Children could turn to cybercrime during cost-of-living crisis

14th September 2022
Paige West

40% of parents believe children will become the perpetrators of cybercrime because of a lack of money, during the current cost-of-living crisis.

This is according to a new survey conducted amongst 600 parents across the UK by Censuswide on behalf of International Cyber Expo, an annual cybersecurity event created to help people and businesses operate safely online.

The survey also revealed 40% of parents have fallen victim to at least one security breach as a result of their children’s online activities, with 17% experiencing a breach twice and 10% experiencing a breach three times. The survey was commissioned to understand the changing behaviours and attitudes of parents towards their children's online activity in light of the cost-of-living crisis.

Key findings include:

  • Over two thirds of parents (68%) agree they will teach their children about online security because they can’t afford to be hacked
  • A further 63% of parents want their children’s schools to do more to educate on cybersecurity awareness when returning to school this September
  • Sixty-two percent of parents believe people will be more vulnerable to hacking with the crisis as people will be more desperate

As expenses continue to balloon, many parents are also rethinking their children’s online spending. In fact, 55% agree they will be more vigilant about what their children are spending online, while 42% agree they will reduce their children’s budget for online purchases.

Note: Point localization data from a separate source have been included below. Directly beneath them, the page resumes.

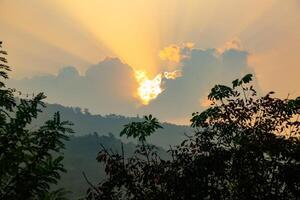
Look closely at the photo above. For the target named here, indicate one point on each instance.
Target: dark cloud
(106, 87)
(200, 72)
(109, 86)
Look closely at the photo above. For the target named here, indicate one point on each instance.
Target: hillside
(93, 130)
(86, 123)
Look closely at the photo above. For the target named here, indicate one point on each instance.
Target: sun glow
(149, 89)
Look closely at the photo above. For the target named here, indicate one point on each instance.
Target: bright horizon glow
(44, 36)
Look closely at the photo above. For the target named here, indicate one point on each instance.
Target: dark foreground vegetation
(243, 147)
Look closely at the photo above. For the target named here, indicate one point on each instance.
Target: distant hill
(86, 123)
(93, 130)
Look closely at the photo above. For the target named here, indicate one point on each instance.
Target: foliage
(243, 147)
(27, 162)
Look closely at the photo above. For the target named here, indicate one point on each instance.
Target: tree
(30, 160)
(243, 147)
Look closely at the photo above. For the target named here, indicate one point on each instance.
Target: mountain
(86, 123)
(92, 130)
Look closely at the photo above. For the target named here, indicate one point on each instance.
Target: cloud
(200, 71)
(110, 86)
(107, 87)
(171, 53)
(175, 53)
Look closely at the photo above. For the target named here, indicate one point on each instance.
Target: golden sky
(43, 36)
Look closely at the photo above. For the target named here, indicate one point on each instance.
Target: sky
(154, 56)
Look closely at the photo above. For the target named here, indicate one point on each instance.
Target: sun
(149, 89)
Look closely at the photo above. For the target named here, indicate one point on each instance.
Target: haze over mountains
(110, 86)
(91, 131)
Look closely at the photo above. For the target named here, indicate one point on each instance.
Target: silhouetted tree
(30, 160)
(243, 147)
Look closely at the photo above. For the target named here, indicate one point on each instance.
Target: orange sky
(43, 36)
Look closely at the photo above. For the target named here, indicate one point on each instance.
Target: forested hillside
(86, 123)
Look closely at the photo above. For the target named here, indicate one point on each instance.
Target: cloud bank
(110, 86)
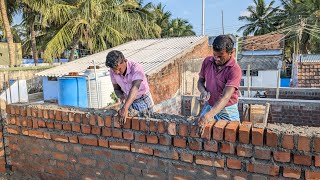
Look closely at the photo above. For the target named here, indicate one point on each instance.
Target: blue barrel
(73, 92)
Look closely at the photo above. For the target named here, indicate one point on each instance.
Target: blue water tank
(73, 91)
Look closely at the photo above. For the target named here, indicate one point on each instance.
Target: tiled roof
(260, 62)
(263, 42)
(151, 53)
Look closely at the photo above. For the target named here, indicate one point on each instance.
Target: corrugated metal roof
(260, 62)
(310, 58)
(151, 53)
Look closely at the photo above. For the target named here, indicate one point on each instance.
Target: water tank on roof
(73, 91)
(99, 89)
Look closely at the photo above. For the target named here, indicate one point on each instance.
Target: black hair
(114, 57)
(223, 42)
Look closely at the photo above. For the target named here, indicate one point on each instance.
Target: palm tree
(261, 18)
(7, 30)
(178, 27)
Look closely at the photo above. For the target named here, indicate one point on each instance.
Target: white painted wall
(18, 92)
(264, 79)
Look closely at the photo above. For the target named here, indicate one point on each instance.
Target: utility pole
(202, 17)
(222, 22)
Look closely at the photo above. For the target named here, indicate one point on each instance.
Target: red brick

“Rising costs will certainly put pressure on many households in the coming months and the consequences could go two ways,” said Philip Ingram MBE, former senior British Military Intelligence Officer, and Content Lead for International Cyber Expo. “On one hand, we will likely see children and their parents bombarded with a greater number of cyber threats, such as phishing emails which will bank on the public’s financial stress. On the other hand, we may see children turn to cybercrime to compensate for the lack of finances. It is during such periods of heightened emotions that the world of cybercrime thrives.”

“With hacking tools becoming increasingly accessible and affordable on the internet, we have witnessed a rise in ‘script kiddies’; inexperienced hackers who carry out cyber-attacks. While ‘kiddies’ do not necessarily refer to the hacker’s age so much as their experience, many have been found to be teenagers. In fact, in the UK the average age of a referral to the National Cyber Crime Unit is just 15 years old,” adds Simon Newman, International Cyber Expo Advisory Council Member and CEO of Cyber Resilience Centre for London. “Although law enforcement agencies are working hard to take down the websites and forums that promote hacking, the results of this survey also demonstrate a need for parents/guardians to take an active interest in what their children are doing online to prevent them from falling on the wrong side of the law.”